Turns out Andrew Palmer (the strongman in question) is a software engineer during the day.

I dunno what it is about software engineers and lifting, but it's definitely a thing. I'm a software engineer, and a former powerlifter. Back when I was lifting regularly, I'd say my gym was ~30% programmers. I've met tons of powerlifters at work. It's crazy.

I wonder if it has anything to do with the sport's focus on stats and numbers? But that's a total guess.
posted by Itaxpica at 10:26 PM on November 4, 2014 [1 favorite]

Sorry to be picky, but surely for an "amateur" to receive prize money means he's no longer an amateur? That's my understanding of the word.
posted by Boggins at 6:22 AM on November 5, 2014

I think the definition of amateur, or at least this author's usage, has shifted from does not accept any remuneration for competing to does not compete as a primary source of income.
posted by thecjm at 7:12 AM on November 5, 2014

Generally the word "amateur" in strength or physique sports like strongman and bodybuilding tend to indicate someone who doesn't have a pro card in a given recognized federation for a sport. "Pro" powerlifters kind of sort of exist - I think in that sport the word would generally be reserved for athletes who are paid to attend/compete in meets, as opposed to paying to compete. I'm not knowledgeable enough to answer for that sport authoritatively.

Interesting article. It's not quite a gawking "hey look at these freaks" sort of thing like the VICE video about Iceland, but also not really pitched at a niche audience ("weekly strongman report"). It definitely touches on a few of the usual outsider-experience tropes that you see in writing about strength sports.

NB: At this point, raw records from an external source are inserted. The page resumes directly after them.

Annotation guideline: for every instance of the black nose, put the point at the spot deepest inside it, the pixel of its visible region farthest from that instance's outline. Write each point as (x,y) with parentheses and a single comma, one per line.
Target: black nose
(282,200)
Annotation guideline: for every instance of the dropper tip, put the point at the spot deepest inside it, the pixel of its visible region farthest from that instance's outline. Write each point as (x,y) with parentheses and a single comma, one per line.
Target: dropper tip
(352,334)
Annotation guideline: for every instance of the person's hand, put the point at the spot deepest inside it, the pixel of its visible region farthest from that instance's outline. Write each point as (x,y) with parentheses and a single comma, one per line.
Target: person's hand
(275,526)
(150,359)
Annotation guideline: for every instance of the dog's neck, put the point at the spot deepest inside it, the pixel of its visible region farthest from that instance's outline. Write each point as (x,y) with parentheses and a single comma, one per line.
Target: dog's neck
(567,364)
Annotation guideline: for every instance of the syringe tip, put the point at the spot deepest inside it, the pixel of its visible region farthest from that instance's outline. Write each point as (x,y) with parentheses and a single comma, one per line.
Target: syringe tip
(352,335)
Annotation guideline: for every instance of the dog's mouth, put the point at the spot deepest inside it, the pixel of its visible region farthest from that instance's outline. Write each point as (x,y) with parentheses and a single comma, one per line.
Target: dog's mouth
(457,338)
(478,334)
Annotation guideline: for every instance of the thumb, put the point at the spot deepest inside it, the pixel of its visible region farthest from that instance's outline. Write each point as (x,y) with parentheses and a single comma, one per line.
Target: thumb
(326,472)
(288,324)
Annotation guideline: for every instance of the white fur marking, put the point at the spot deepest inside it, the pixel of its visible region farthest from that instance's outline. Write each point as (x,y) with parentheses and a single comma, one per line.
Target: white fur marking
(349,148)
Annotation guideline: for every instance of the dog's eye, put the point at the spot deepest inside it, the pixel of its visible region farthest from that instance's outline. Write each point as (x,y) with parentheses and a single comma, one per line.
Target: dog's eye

But it makes me wonder if the place for something like this really exists anymore: is Grantland a mainstream publication? It's not like an SI piece or ESPN bit where they go "CHECK OUT THESE FREAKS." If I want to hear about Robert Oberst's diet and training, I can check out his appearance on Mark Bell's Powercast (Mark Bell is the older brother of filmmaker Chris Bell who did the excellent steroid/PED documentary Bigger Stronger Faster. The Powercast is an amazing source of amazing disgusting poop stories, if you're into that). If I want to learn more about Brian Shaw, I can check out his series of visits to Canadian spine guru Stuart McGill to figure out how to get more mileage out of his jacked-up back.

Still, the allure of giant men consuming huge amounts of food and lifting large things is constant. Always nice when someone shows up with decent camera and lenses for it, though.
posted by faceattack at 11:41 AM on November 5, 2014

That Oberst video is AMAZING!!!!

I love how even his voice sounds fat. So awesome.